Today I’ve been fighting Planet, the well-known blog aggregator tool. After a while I had found out how/why it was scrambling Atom feeds horribly.

I’m not sure if actually is a planet bug - maybe it is fine with older python versions. The SGML parser of python2.4 however fails on tags such as <br />, a very common case in blogs and thus in atom feeds. Strage additional > brackets appeared in the output.

The reason is, that the SGML parser as of Python2.4 is looking for <tag/foo/ as an equivalent to <tag>foo</tag>, and thus treats <br/><br/> the same as <br>><br<br>> with the inner chars somehow magically escaped…

The fix is quite simple: add

sgmllib.shorttag = re.compile('<([a-zA-Z][-.a-zA-Z0-9]*)/(/*)>')

to your feedparser.py file in the obvious place (next to sgmllib.tagfind). This will break support for these true SGML short tags, but I’ve never heard of a blog feed using them anyway.

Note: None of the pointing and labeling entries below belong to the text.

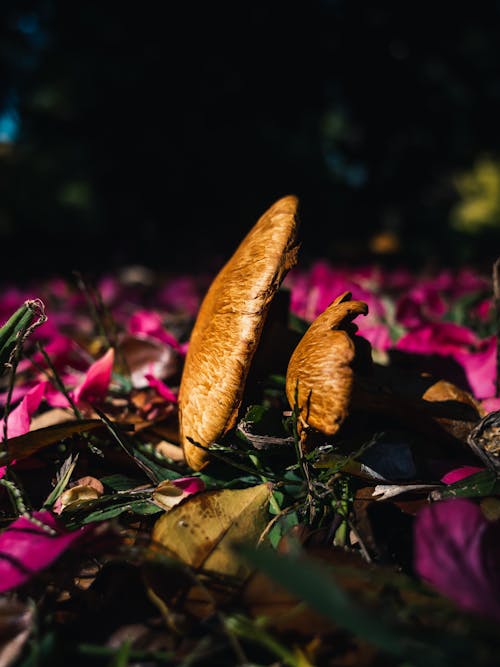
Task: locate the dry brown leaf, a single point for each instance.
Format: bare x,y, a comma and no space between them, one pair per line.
16,623
201,530
320,373
144,355
228,328
32,442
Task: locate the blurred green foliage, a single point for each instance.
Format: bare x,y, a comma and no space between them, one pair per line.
157,133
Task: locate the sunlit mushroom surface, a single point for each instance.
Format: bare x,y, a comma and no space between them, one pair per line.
228,328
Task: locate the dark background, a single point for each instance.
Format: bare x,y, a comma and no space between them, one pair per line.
157,133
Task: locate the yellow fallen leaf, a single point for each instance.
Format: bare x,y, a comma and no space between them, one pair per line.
202,530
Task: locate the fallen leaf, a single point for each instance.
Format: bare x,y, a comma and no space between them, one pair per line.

I told you that I’m not really sure whether this is a planet bug: It might be a bug of pythons sgmllib, too. But maybe Planet should just use a XML parser for XML files, and fallback to an SGML parser (or maybe a robust XML parser) for other files (unfortunately, many blogs - including mine - do not ensure correct XML). And Planet could use some proper XML handling, too, anyway… Right now, the code is so string-array-based, it makes me sick.

You might also want some extra magic to re-fold <br/> tags to not confuse older browsers.